MEH-PPV光電高分子衍生物之光電性質研究

Abstract

本研究以poly[(2-((2-ethyl-hexyl)-oxy)-5-methoxy-p-phenylene) vinylene] (MEH-PPV)及poly(2,3-diphenyl-5-octyl-p-phenylene viny- lene ) (DPO-PPV)兩種高分子作為研究主軸，探討熱處理、共聚合、摻合及交聯反應對高分子發光二極體(PLED)發光顏色、量子效率及發光壽命的影響。 論文主要的成果可分為下面幾個部分: 1.利用熱處理來改變MEH-PPV高分子的發光性質，藉以了解不同熱處理條件對高分子化學結構及元件光電特性的影響；由實驗結果得知利用熱處理的方式會抑制高分子鏈產生聚集，因此相對量子效率會比未處理之樣品高6.5倍。
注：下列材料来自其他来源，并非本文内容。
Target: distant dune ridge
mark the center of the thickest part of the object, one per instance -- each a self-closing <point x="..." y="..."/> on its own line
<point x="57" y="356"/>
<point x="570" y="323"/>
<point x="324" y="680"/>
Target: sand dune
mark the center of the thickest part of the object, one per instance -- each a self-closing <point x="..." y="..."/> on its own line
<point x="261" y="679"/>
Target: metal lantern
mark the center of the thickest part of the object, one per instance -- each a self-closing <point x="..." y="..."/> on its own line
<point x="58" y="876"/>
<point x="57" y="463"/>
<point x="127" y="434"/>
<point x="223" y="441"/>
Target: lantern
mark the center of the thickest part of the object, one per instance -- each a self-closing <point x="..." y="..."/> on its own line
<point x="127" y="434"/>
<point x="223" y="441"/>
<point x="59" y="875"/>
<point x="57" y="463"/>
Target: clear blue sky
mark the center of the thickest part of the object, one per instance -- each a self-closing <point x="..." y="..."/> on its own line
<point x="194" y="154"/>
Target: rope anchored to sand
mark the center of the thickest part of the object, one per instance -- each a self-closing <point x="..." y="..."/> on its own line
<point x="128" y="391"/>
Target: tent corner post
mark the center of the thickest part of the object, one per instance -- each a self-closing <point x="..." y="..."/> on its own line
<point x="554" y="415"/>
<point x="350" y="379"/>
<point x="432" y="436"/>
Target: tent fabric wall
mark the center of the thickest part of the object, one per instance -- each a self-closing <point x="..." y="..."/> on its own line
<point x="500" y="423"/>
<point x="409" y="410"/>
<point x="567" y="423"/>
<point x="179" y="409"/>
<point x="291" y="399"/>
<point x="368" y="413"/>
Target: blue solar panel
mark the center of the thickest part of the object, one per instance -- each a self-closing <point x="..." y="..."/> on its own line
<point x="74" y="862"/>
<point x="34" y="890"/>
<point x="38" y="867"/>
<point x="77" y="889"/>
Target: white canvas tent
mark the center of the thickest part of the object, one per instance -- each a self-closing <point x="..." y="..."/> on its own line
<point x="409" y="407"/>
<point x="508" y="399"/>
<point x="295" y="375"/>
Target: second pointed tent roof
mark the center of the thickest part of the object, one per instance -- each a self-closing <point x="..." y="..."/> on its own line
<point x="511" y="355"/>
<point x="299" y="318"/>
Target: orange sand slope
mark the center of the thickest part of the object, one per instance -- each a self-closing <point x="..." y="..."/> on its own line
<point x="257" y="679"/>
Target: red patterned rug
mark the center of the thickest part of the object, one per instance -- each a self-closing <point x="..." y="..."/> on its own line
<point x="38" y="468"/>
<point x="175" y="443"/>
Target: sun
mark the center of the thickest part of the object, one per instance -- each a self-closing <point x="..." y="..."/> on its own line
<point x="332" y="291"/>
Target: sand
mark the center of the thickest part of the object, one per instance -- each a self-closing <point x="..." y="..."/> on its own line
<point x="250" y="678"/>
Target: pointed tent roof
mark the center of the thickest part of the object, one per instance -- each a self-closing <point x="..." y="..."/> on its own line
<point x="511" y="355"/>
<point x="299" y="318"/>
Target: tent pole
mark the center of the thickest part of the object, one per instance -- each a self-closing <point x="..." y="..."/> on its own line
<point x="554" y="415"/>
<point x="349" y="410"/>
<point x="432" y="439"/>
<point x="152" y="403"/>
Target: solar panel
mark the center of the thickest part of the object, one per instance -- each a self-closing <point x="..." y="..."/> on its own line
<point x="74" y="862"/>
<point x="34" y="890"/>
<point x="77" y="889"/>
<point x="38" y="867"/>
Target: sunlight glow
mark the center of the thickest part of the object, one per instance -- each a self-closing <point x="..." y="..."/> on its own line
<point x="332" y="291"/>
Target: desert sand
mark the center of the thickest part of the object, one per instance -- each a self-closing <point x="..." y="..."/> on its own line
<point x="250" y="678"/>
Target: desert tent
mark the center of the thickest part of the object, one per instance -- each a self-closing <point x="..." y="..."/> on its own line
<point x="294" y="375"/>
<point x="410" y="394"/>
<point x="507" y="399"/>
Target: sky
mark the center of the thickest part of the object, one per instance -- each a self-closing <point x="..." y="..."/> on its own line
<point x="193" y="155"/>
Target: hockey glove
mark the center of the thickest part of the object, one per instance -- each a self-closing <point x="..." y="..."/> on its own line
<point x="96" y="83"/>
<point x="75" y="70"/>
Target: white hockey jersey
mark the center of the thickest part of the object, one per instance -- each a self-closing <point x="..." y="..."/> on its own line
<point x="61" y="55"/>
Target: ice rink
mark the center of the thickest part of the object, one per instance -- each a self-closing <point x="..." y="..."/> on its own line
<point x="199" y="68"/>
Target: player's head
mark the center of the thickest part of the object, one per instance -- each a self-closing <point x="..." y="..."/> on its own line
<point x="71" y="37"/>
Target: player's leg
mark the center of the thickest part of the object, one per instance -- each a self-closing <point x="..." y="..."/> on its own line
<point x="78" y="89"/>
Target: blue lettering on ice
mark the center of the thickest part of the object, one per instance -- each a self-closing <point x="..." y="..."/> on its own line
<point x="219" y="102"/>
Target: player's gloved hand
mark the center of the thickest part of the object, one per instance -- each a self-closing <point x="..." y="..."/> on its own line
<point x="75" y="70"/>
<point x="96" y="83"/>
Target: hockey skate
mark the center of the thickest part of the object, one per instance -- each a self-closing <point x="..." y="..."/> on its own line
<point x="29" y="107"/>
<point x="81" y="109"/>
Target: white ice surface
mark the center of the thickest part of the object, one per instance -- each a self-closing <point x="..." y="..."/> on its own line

而所製備的ITO/PANI/MEH-PPV/Ca/Al發光二極體的最大EL量子效率則為未處理之樣品的46倍(在3V時)。 2. MEH-PV 和DPO-PV利用Gilch途徑共聚合時趨向於形成交替型共聚物，因此MEH-PPV的電激發光(EL)顏色可利用共聚合來調整，顏色由橘紅轉變為藍綠色。然而所製備的發光二極體元件起始電壓隨著DPO-PV單元含量增加而增加，發光效率降低。 3.取MEH-PPV和DPO-PPV兩種不同高分子，利用摻合方式製備發光材料，探討摻合物的固態薄膜發光性質，並將摻合物製備成PLED元件，探討其電激發光特性；得知摻合物的起始電壓會低於純的MEH-PPV，主要原因在電洞傳導的MEH-PPV 鏈段與電子傳導的DPO-PPV 鏈段會產生“type II” heterojunction，因此所有比例摻合物的EL量子效率皆會比純的MEH-PPV與DPO-PPV高。雖然摻合物的EL光譜波長位置會隨著DPO-PPV所佔含量上升而增加，但是EL放光主要的貢獻是來自於MEH-PPV鏈段，DPO-PPV僅扮演增進MEH-PPV發光的角色。 4.利用熱處理方式使得MEH-PPV和DPO-PPV兩種不同高分子形成摻合共聚物並將其製備成PLED元件，探討其電激發光特性；MEH-PPV與DPO-PPV兩個互相不溶的高分子利用熱處理的方式會產生新的化學鍵並且形成摻合共聚物，會使得原本分開的兩個高分子變得更靠近。由於電荷容易停留在heterojuction區域形成光電子，因此能夠得到較高的EL效率與發光穩定性。 5. 探討PLED製程參數例如陰極金屬鈣的厚度及導電層PEDOT的厚度對電激發光特性的影響。當塗佈PEDOT後則可以有效的降低元件的起始電壓與增強其發光亮度。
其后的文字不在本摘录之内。